In opera, singers mostly adhere to the theatrical convention of the invisible fourth wall. Other than for those moments when someone breaks character and addresses the audience directly, a drama is being enacted onstage. So most people find that taking your eyes off the singers for a moment in order to read a line of dialogue does not significantly impair the experience.
But in recitals, singers mostly do address listeners directly. Glancing away from the singer disrupts that connection, which can be so intense that many audience members feel compelled to watch and listen carefully as a song is being sung, even in a language they do not understand, rather than sit there, head bowed, reading translations.
In theory, the use of supertitles might foster comprehension. But when the first performer on this occasion, Lawrence Brownlee, an ardent young lyric tenor, accompanied by Howard Watkins at the piano, began a group of Mozart songs with the familiar "Das Veilchen" ("The Violet"), I found it distracting to have to keep looking at the screen above him for the English translation. It seemed almost discourteous.
Then there is the problem of translating poetry. Most opera librettos are like play scripts, thick with dialogue, just as some song texts relate conversation and tell little stories. But many poetic texts are metaphorical and elusive, like those in Korngold's "Unvergänglichkeit" cycle, sung by Liesel Fedkenheuer, a bright mezzo-soprano, with Miah Im accompanying, and several of the Strauss songs sung by Monique McDonald, a soprano with a rich, large, though insecure voice, accompanied by Brian Zeger. As the songs were sung, the isolated poetic lines were projected one by one on the screen. This made it hard to glean the continuity and imagery of the poems, something accomplished with little difficulty in recital formats by quickly reading an entire printed text before a singer begins a song.

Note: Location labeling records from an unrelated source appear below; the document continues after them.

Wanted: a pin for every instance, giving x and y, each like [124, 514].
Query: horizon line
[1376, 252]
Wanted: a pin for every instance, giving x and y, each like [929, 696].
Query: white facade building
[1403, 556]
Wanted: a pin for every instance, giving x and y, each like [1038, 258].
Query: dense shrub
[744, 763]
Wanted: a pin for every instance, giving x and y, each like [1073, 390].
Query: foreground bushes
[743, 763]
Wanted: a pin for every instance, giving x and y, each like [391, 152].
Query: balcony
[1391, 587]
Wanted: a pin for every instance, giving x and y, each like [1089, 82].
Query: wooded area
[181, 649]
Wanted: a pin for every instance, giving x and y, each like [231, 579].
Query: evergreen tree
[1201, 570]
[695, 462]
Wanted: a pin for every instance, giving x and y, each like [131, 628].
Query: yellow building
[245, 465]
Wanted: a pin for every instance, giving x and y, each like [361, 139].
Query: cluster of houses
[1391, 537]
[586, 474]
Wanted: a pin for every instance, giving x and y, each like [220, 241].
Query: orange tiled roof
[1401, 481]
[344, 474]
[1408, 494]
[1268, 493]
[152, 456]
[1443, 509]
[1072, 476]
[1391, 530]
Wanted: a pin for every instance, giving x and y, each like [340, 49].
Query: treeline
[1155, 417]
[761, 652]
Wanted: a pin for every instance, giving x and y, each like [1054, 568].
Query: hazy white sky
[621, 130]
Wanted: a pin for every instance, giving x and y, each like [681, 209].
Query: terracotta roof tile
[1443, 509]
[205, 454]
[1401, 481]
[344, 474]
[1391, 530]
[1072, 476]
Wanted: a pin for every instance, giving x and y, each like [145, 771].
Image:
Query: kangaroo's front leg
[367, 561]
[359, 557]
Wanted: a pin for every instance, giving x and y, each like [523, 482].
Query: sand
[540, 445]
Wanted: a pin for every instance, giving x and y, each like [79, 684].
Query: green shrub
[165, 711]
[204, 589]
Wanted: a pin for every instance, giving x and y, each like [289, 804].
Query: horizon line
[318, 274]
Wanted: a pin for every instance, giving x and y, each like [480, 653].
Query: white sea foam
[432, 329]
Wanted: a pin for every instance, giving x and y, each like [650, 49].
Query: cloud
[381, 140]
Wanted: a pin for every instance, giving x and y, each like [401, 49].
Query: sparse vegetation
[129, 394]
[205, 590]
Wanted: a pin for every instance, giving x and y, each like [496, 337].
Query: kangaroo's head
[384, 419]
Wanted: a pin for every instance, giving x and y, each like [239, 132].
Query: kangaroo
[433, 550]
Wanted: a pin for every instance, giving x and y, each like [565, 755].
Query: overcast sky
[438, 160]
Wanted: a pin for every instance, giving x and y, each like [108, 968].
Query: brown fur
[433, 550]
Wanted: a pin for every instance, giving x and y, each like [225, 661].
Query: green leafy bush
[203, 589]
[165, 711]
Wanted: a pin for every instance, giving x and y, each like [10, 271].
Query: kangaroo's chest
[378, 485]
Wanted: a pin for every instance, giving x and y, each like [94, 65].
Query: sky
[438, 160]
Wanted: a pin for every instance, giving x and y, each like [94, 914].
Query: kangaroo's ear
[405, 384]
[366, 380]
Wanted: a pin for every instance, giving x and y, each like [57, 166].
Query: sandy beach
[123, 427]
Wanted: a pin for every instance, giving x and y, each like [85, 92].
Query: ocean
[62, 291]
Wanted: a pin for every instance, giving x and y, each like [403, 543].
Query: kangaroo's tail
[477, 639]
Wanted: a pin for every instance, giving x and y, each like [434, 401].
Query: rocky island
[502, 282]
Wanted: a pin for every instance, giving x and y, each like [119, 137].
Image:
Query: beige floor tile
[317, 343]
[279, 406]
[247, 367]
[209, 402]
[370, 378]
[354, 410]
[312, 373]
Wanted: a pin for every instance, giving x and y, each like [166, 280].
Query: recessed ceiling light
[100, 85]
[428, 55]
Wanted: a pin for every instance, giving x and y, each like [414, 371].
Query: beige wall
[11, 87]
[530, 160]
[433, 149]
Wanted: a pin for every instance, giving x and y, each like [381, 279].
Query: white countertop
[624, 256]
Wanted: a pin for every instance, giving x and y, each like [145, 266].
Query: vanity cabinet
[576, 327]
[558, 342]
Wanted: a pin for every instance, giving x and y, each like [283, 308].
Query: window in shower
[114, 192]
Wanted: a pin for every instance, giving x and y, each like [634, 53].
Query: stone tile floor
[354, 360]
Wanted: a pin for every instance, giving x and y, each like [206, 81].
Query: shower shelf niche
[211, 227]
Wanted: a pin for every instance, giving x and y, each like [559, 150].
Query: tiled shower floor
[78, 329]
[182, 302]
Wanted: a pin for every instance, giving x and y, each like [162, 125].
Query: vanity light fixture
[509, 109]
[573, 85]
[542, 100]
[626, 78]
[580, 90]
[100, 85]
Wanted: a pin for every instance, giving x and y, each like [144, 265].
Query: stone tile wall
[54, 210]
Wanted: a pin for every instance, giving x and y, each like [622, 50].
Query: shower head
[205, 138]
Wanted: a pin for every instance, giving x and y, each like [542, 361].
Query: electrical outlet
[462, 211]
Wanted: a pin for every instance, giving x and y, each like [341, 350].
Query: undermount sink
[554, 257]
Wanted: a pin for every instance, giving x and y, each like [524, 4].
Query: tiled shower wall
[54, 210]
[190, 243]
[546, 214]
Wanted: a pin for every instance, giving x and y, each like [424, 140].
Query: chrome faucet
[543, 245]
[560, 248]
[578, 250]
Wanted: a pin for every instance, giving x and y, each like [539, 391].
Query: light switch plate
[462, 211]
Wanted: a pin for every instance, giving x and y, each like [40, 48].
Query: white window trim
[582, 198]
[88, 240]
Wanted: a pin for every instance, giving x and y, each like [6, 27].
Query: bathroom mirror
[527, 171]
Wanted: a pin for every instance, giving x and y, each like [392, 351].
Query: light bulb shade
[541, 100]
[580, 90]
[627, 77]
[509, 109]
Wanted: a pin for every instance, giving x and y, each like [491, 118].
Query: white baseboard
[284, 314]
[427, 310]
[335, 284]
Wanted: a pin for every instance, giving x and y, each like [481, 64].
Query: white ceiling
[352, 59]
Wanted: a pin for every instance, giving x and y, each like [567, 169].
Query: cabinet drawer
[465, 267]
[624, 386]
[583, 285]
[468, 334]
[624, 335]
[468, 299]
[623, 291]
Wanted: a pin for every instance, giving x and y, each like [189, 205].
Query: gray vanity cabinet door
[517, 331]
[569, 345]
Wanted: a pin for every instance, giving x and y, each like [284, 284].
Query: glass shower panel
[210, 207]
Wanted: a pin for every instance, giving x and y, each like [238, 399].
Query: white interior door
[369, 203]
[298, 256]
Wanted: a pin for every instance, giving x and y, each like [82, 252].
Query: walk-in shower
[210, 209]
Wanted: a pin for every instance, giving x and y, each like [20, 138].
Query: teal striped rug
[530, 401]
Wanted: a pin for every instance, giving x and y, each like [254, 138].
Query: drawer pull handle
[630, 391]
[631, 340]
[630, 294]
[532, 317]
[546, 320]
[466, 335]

When Keith Phares, a robust baritone, sang a Brahms group with Thomas Bagwell accompanying, the paradox of the song recital was evident. His singing was so vivid and expressive, the German words so crisp, that the specifics of the texts almost didn't matter.
Of course song texts do matter, crucially, which is why the supertitle experiment is worth trying. But a more successful experiment took place at a few years back at another Horne Foundation recital when several young singers performed European songs in English translation. All of a sudden, audience members hearing Schubert's popular "Die Forelle" ("The Trout") sung in English sat up in their seats. You sensed everyone saying to themselves, "So that's what the song is about." This staple of the lieder repertory never seemed fresher.
The value of hearing songs sung in your native tongue was reinforced during the second half of the program, a selection of waltzing operetta arias and songs by, among others, Sigmund Romberg, Oscar Straus, Franz Lehar, Rodgers and Hart, and Lerner and Loewe, accompanied by the guest artist Marvin Hamlisch, no less. When Mr. Phares broke into a jaunty account in good old English of "The Most Beautiful Girl in the World" from the Rodgers and Hart musical "Jumbo," every snappy line and witty rhyme was an utter pleasure.
No one would suggest that translating song texts into English is the best solution to this nettlesome problem. But based on this experience, using supertitles is not ideal either. Still, Ms. Horne deserves credit for trying it out. Supertitles in the recital hall may catch on anyway. As in the opera house, dissenters will have to get used to it.